During the past three decades, graphic designers have been bombarded with books, exhibits, films and symposiums on the study of design history. The largest resource for historical documentation of Western and Eastern Europe and the Soviet Union is MoMA’s splendid collection of 1920s- and ’30s-era specimens of typography and graphic ephemera originally assembled and preserved by Jan Tschichold, and acquired by curator Alfred Barr.
Recently, the resourceful German design historian Patrick Rössler sent me his latest co-authored book, Revolutionäre der Typography (written with Mirjam Brodbeck), containing, for me, a completely different side of Tschichold’s advertising and typography study collection. This significant volume (regrettably, with text only in German) contains known and unknown artifacts by the familiar group of avant-gardists—including Herbert Bayer, Walter Dexel, John Heartfield, El Lissitzky, Ladislav Sutnar, Piet Zwart and others—but is also filled with names and work that are unknown to me. Tschichold was the curator of the era of New Typography, and his broad appreciation is exhibited in work that is less, if at all, published in most design histories, including pieces by Johannes Canis, Walter Cyliax, Albert Fuss, Emanuel Leistikow and Robret Stöcklin. Seeing this material for the first time is sublime, like finding a lost or forgotten Beatles record (or anything else that turns you on).

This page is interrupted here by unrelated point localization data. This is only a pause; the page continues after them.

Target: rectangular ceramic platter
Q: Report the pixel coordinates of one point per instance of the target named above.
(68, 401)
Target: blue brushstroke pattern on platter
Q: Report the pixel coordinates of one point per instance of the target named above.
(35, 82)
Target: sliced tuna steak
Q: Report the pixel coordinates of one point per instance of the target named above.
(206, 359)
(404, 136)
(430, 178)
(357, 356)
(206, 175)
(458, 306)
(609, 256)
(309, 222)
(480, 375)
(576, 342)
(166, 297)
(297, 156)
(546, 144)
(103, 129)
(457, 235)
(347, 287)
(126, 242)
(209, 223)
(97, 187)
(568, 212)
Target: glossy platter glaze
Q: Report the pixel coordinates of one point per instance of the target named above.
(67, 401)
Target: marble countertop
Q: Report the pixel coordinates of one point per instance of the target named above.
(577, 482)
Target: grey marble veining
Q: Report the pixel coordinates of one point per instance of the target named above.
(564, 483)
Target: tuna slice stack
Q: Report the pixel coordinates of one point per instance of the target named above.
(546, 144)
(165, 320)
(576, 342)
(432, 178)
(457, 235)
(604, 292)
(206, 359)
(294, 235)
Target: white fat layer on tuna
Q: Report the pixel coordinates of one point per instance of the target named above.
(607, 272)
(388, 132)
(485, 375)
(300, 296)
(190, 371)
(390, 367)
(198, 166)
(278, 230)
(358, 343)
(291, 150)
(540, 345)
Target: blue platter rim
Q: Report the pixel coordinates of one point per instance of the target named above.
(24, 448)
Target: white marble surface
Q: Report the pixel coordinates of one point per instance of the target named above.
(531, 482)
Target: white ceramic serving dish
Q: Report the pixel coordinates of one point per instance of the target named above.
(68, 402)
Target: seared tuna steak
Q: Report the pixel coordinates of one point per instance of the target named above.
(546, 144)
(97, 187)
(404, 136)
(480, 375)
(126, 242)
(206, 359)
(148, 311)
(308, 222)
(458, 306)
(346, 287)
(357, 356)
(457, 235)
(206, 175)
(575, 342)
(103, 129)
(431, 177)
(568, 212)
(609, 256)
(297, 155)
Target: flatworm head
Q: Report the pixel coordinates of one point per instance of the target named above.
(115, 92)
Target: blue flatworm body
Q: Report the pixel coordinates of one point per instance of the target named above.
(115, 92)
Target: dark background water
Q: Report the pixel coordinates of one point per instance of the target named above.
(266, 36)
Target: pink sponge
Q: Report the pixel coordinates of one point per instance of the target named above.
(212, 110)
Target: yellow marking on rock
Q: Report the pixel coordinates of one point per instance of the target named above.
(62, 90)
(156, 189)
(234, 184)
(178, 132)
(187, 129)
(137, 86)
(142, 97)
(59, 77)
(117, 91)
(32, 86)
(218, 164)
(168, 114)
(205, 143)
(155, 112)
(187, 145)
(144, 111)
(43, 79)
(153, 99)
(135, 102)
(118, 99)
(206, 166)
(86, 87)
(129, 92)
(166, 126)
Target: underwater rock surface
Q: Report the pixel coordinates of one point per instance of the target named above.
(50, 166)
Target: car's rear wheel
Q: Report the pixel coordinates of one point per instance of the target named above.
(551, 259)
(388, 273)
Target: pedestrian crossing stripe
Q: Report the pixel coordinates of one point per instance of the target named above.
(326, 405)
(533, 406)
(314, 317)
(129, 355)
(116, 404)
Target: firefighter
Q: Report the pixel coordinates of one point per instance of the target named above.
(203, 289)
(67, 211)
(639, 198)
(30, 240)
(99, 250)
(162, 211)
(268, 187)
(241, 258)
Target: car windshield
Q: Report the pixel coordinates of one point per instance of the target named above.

In this context, while the style is familiar, the visual language of the New Typography is fleshed out more than in many other contemporary histories that often rehash the same published examples.
The book release coincides with the opening last May of a big exhibition on New Typography that Rössler curated at the Schule Für Gestaltung in Basel. Even if the German language is alien to you, the visual content will widen your appreciation of the avant garde typography movement.
For me this new material is akin to rifling through Tschichold’s flat files and is invaluable as a record of how far-reaching and varied the New Typography was in Europe between the wars. For Rössler, “The collection was indeed a big surprise to me, considering that it was what Tschichold himself decided to keep. So I believe that, especially in connection with the website, this will be a valuable resource for future research.”